Yizhong Wang

PhD candidate
Paul G. Allen School of Computer Science & Engineering
University of Washington, Seattle, WA

Email: yizhongw [at] cs.washington.edu
Short Bio CV Research Statement X GitHub Google Scholar

Hello! I am a final-year PhD candidate at the Paul G. Allen School of Computer Science & Engineering, University of Washington. I am fortunate to be co-advised by Hannaneh Hajishirzi and Noah Smith. I am also a student researcher at Ai2. I have previously interned at Meta AI and Microsoft Research Asia. Prior to UW, I did a master at Peking University and an undergraduate at Shanghai Jiao Tong University.

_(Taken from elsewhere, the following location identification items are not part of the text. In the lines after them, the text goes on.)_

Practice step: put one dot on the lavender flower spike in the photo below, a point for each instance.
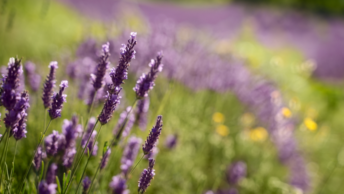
(105, 159)
(49, 84)
(141, 113)
(40, 154)
(44, 188)
(109, 107)
(11, 83)
(51, 143)
(86, 183)
(101, 67)
(153, 136)
(58, 100)
(120, 73)
(18, 112)
(146, 177)
(51, 174)
(118, 185)
(130, 154)
(146, 82)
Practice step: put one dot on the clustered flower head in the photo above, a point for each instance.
(146, 177)
(103, 64)
(120, 73)
(130, 154)
(49, 85)
(109, 107)
(153, 136)
(105, 159)
(123, 128)
(146, 81)
(16, 118)
(171, 141)
(39, 156)
(58, 100)
(44, 188)
(86, 183)
(118, 185)
(141, 113)
(33, 78)
(52, 143)
(11, 83)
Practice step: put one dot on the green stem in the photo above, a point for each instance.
(31, 161)
(79, 159)
(88, 159)
(89, 110)
(4, 151)
(94, 177)
(115, 140)
(136, 164)
(14, 157)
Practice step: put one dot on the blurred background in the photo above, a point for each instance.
(251, 91)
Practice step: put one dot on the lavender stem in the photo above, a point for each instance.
(31, 161)
(88, 159)
(79, 158)
(14, 157)
(136, 164)
(115, 139)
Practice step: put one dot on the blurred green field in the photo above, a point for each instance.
(43, 31)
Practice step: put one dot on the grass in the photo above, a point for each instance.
(45, 30)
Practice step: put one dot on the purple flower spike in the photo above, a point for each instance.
(236, 172)
(68, 157)
(87, 134)
(40, 154)
(141, 113)
(109, 107)
(51, 174)
(70, 130)
(10, 83)
(44, 188)
(86, 183)
(18, 112)
(105, 159)
(129, 124)
(146, 81)
(90, 145)
(152, 154)
(49, 85)
(146, 177)
(33, 78)
(102, 66)
(153, 136)
(120, 73)
(58, 100)
(130, 154)
(171, 141)
(118, 185)
(51, 143)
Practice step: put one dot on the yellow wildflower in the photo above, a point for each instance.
(222, 130)
(218, 117)
(258, 134)
(286, 112)
(310, 124)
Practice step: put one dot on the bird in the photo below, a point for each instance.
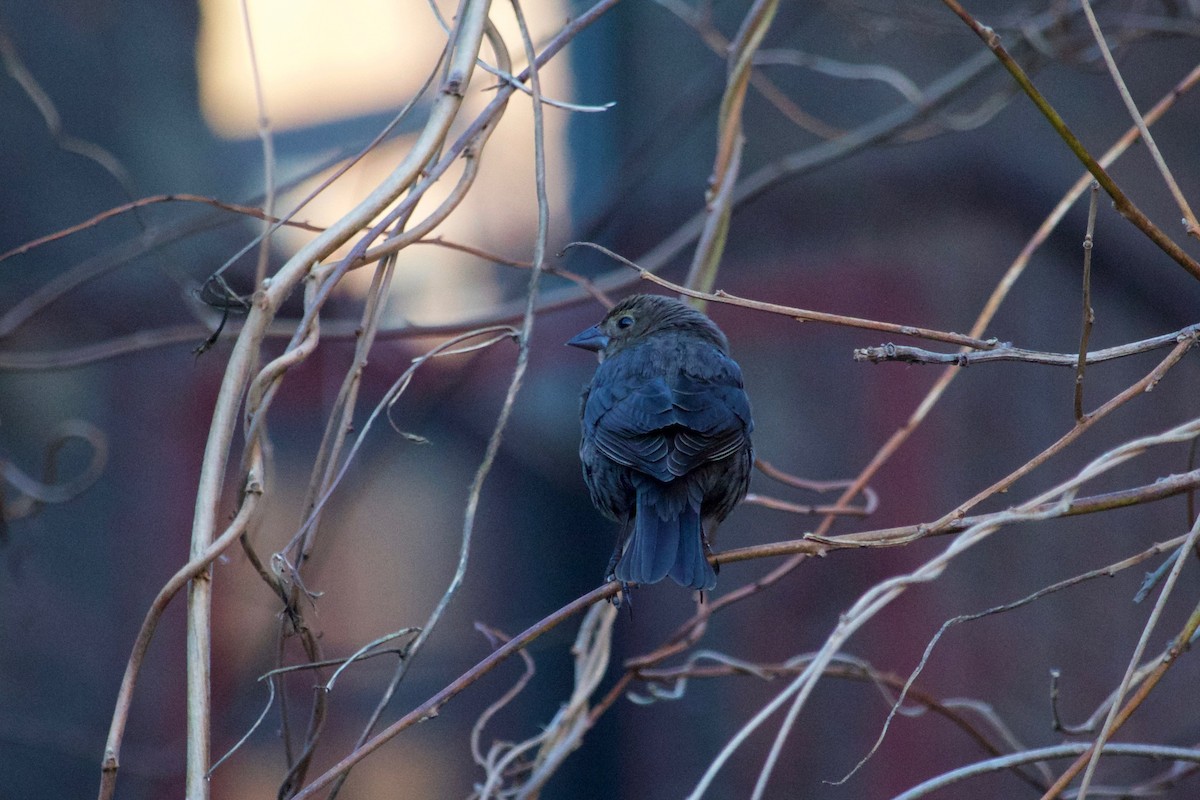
(665, 439)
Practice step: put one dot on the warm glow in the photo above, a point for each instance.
(319, 62)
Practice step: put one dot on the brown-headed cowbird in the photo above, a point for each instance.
(666, 437)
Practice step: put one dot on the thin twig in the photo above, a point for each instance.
(1189, 218)
(1008, 353)
(1089, 316)
(798, 314)
(1125, 206)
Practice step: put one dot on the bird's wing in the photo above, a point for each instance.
(669, 425)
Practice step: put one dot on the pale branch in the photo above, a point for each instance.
(1006, 352)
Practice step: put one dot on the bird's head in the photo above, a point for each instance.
(639, 317)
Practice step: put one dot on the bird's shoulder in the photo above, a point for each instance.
(667, 379)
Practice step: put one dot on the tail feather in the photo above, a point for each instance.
(665, 542)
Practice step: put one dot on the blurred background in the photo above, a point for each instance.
(106, 102)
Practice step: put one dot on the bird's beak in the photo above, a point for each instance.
(589, 340)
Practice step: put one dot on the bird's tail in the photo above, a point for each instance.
(666, 540)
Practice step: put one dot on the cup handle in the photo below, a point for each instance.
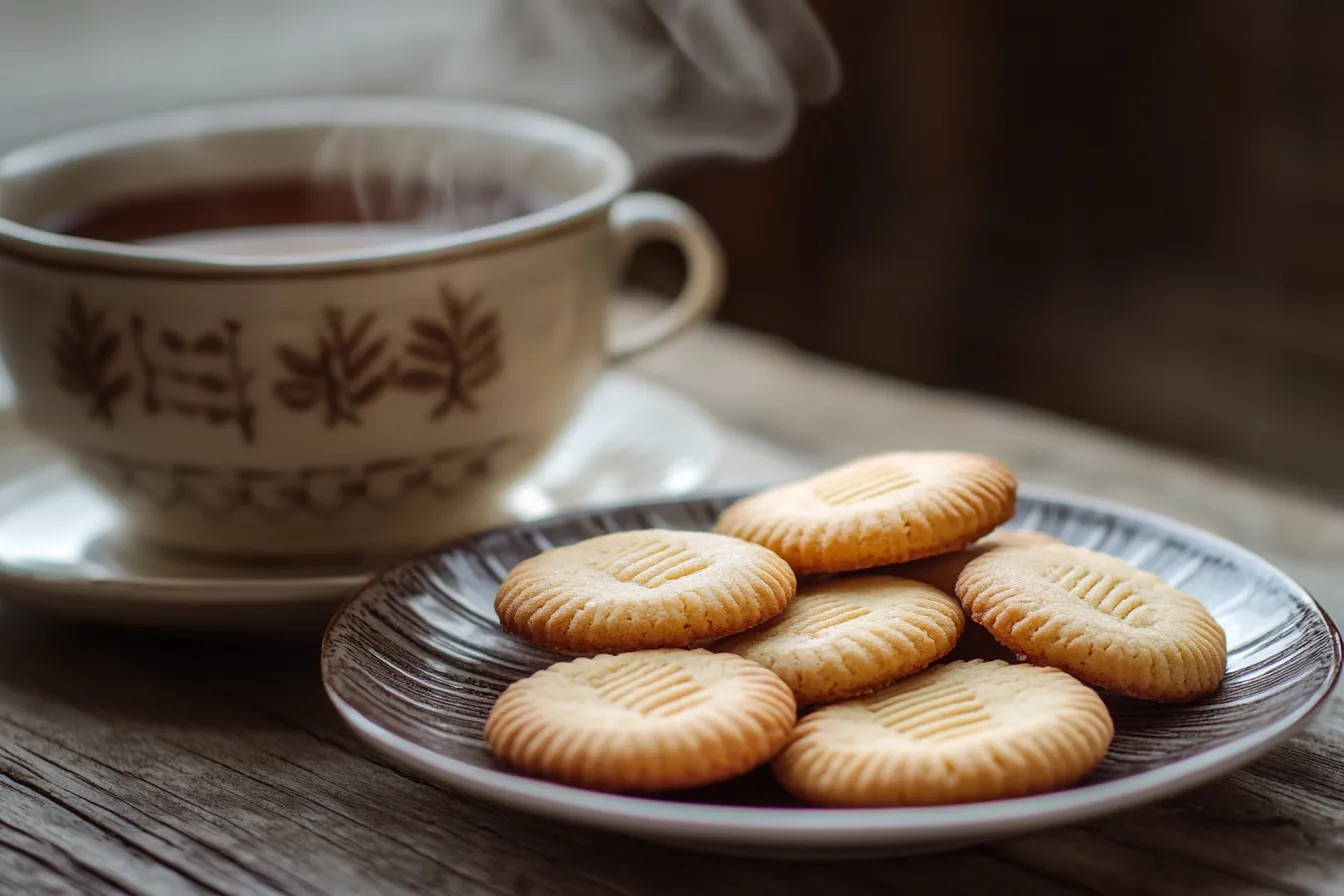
(643, 218)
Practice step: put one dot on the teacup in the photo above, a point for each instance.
(254, 359)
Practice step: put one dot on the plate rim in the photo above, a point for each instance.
(840, 828)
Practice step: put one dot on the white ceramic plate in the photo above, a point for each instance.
(61, 548)
(415, 660)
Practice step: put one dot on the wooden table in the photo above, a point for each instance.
(137, 763)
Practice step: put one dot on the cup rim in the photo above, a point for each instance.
(42, 246)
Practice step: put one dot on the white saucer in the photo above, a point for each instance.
(61, 550)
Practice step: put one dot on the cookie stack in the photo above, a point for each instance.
(698, 649)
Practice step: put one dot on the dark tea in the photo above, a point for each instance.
(295, 216)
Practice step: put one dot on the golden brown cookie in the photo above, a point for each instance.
(878, 511)
(643, 722)
(850, 634)
(941, 571)
(643, 590)
(956, 732)
(1098, 618)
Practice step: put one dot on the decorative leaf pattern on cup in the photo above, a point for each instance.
(200, 376)
(458, 353)
(85, 352)
(342, 372)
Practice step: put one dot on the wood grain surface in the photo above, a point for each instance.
(133, 763)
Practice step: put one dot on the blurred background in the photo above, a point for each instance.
(1128, 212)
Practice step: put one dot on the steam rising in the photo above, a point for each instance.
(669, 79)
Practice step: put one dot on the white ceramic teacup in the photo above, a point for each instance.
(374, 390)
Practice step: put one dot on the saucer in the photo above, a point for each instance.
(61, 548)
(415, 660)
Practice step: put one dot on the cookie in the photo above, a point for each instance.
(878, 511)
(643, 590)
(643, 722)
(942, 570)
(1098, 618)
(850, 634)
(956, 732)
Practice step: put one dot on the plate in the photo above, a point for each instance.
(62, 551)
(414, 661)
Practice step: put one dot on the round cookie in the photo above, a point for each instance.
(850, 634)
(878, 511)
(643, 722)
(1098, 618)
(941, 571)
(956, 732)
(643, 590)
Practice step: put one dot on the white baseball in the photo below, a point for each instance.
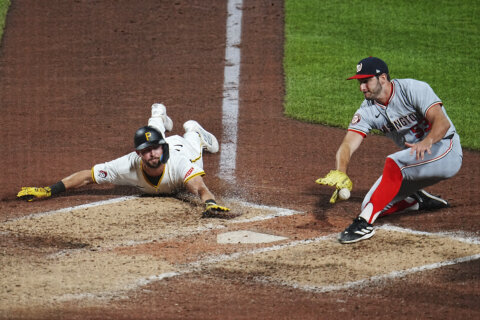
(344, 194)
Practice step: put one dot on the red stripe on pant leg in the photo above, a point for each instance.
(388, 188)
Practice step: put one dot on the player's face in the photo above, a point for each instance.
(371, 88)
(151, 156)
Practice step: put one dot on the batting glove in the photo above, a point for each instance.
(337, 179)
(30, 193)
(212, 209)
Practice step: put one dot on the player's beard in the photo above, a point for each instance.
(152, 164)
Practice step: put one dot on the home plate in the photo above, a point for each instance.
(244, 236)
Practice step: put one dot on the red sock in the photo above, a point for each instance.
(387, 189)
(399, 206)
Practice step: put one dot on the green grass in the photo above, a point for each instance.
(4, 4)
(436, 41)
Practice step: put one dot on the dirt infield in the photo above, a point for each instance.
(78, 77)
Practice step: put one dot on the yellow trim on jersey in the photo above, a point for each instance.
(196, 174)
(147, 180)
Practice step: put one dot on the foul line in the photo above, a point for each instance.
(231, 84)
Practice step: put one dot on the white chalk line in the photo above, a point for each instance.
(230, 104)
(82, 206)
(278, 212)
(198, 265)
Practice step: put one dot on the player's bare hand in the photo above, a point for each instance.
(420, 148)
(30, 193)
(213, 210)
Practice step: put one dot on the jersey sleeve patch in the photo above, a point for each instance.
(363, 134)
(356, 118)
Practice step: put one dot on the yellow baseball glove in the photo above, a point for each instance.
(212, 209)
(30, 193)
(337, 179)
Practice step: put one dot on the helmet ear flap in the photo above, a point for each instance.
(165, 153)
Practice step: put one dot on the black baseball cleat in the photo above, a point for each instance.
(427, 201)
(359, 230)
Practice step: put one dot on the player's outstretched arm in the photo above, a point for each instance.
(338, 178)
(75, 180)
(197, 187)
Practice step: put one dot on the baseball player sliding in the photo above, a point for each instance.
(411, 114)
(157, 166)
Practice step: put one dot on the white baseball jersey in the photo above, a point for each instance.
(184, 163)
(403, 119)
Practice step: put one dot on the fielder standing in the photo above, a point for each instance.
(412, 115)
(157, 166)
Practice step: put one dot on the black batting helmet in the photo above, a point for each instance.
(149, 136)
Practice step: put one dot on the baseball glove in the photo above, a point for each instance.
(30, 193)
(213, 210)
(337, 179)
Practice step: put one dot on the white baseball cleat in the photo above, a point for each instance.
(207, 139)
(159, 111)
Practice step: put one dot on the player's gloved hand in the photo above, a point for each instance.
(30, 193)
(212, 209)
(337, 179)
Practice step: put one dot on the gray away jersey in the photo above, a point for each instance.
(403, 119)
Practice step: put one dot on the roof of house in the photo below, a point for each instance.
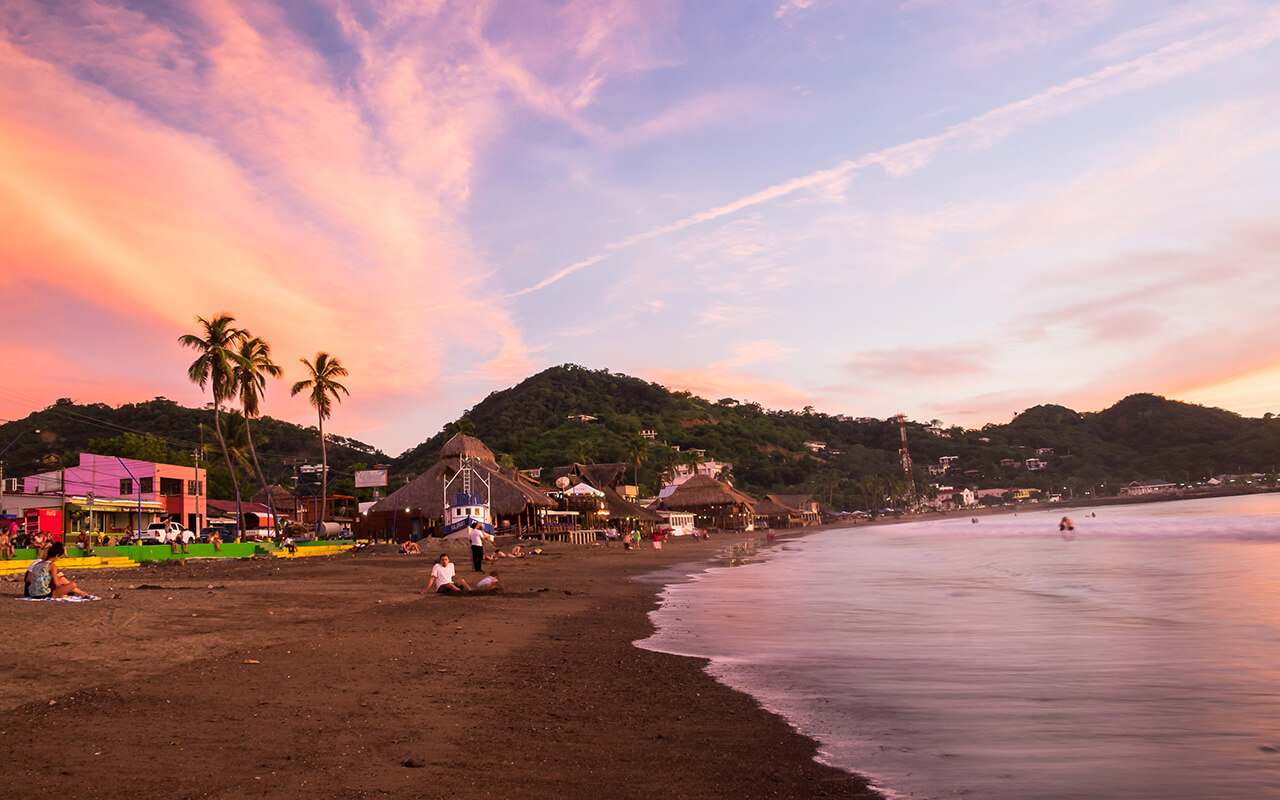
(768, 507)
(704, 490)
(229, 506)
(507, 496)
(791, 501)
(621, 507)
(464, 446)
(598, 475)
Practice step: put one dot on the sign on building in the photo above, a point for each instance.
(366, 479)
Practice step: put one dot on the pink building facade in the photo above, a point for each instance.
(122, 493)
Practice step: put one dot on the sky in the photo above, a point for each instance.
(947, 209)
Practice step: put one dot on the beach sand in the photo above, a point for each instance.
(334, 677)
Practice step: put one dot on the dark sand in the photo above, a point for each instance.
(333, 677)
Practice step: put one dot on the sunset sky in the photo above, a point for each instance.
(942, 208)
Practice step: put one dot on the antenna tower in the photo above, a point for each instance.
(906, 456)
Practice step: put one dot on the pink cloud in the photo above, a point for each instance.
(222, 167)
(910, 364)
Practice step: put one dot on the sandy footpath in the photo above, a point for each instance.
(334, 677)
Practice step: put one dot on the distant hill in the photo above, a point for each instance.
(163, 430)
(568, 414)
(536, 424)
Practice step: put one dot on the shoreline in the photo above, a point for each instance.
(334, 677)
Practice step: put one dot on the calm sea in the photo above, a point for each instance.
(1001, 661)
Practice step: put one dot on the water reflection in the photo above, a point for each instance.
(997, 661)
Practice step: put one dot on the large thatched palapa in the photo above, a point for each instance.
(606, 478)
(421, 501)
(713, 503)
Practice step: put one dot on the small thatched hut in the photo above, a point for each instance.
(621, 512)
(787, 510)
(417, 507)
(713, 503)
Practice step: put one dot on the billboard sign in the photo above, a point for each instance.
(366, 479)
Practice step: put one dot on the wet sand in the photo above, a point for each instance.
(334, 677)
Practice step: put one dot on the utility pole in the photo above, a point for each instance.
(195, 460)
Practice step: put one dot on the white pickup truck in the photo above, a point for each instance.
(165, 533)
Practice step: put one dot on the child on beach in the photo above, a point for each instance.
(489, 584)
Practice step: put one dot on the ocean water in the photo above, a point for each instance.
(1137, 658)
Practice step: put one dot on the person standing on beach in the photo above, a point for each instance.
(478, 535)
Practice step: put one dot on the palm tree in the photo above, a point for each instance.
(324, 389)
(638, 451)
(250, 382)
(215, 368)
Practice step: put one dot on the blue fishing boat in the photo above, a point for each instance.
(466, 498)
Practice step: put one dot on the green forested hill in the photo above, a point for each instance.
(165, 432)
(534, 424)
(1142, 437)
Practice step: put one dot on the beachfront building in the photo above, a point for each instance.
(713, 503)
(681, 472)
(787, 511)
(1141, 488)
(106, 494)
(611, 506)
(417, 508)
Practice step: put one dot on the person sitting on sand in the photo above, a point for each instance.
(443, 580)
(44, 580)
(489, 584)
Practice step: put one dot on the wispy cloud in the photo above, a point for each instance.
(219, 156)
(986, 129)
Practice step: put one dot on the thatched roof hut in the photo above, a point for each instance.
(598, 475)
(510, 497)
(713, 503)
(606, 478)
(462, 446)
(622, 508)
(425, 493)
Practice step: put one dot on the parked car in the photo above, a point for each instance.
(164, 533)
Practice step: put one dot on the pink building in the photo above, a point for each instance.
(117, 492)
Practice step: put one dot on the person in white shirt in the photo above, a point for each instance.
(442, 577)
(478, 535)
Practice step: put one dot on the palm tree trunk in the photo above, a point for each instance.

I work broadly on natural language processing, machine learning, and artificial intelligence. In particular, I enjoy studying fundamental data challenges in AI development and how to advance AI through data creation. My work has led to the unification of NLP tasks with instruction tuning (e.g., Super-NaturalInstructions), pioneered the use of synthetic data for language model training (e.g., Self-Instruct), and scientified the development of fully open language models (e.g., OLMo and Tülu). I believe that data serves as the foundation that defines the behavior and upper limits of AI models. It also provides an effective, interpretable, and beneficial ground to advance AI as a community. I have been thinking about these topics recently:

Data for generality. The major focus of AI is progressing from single-purpose applications to a new stage aiming to build better general-purpose models. Optimizing towards this goal requires data beyond traditional paradigms and with a unified view of tasks, modalities, and domains. This poses many opportunities for data creation and calls for data-centric algorithms in achieving the right balance among diversity, speciality, quantity, quality, efficiency, and many other factors.
Synthetic data. One promising direction for creating data is to automatically synthesize it using models, rules, or environments. Synthetic data not only enables easy adaptation of models to specific scenarios, but also opens up potentials for model self-improvement. Many active topics are also very related, such as data augmentation, AI feedback, and the exploration of actions in RL. Research in this area is still in full swing and has many open questions to be answered.
Open science of language models. Openness is critical for collaboration, innovation, and accountability, while today's frontier models are trending oppositely. I am passionate about building fully open alternatives, to inform the public about the science behind these models and their potential risks. This also drives studies in model training methods, their interplay with data, and how we can improve them with the open and research community.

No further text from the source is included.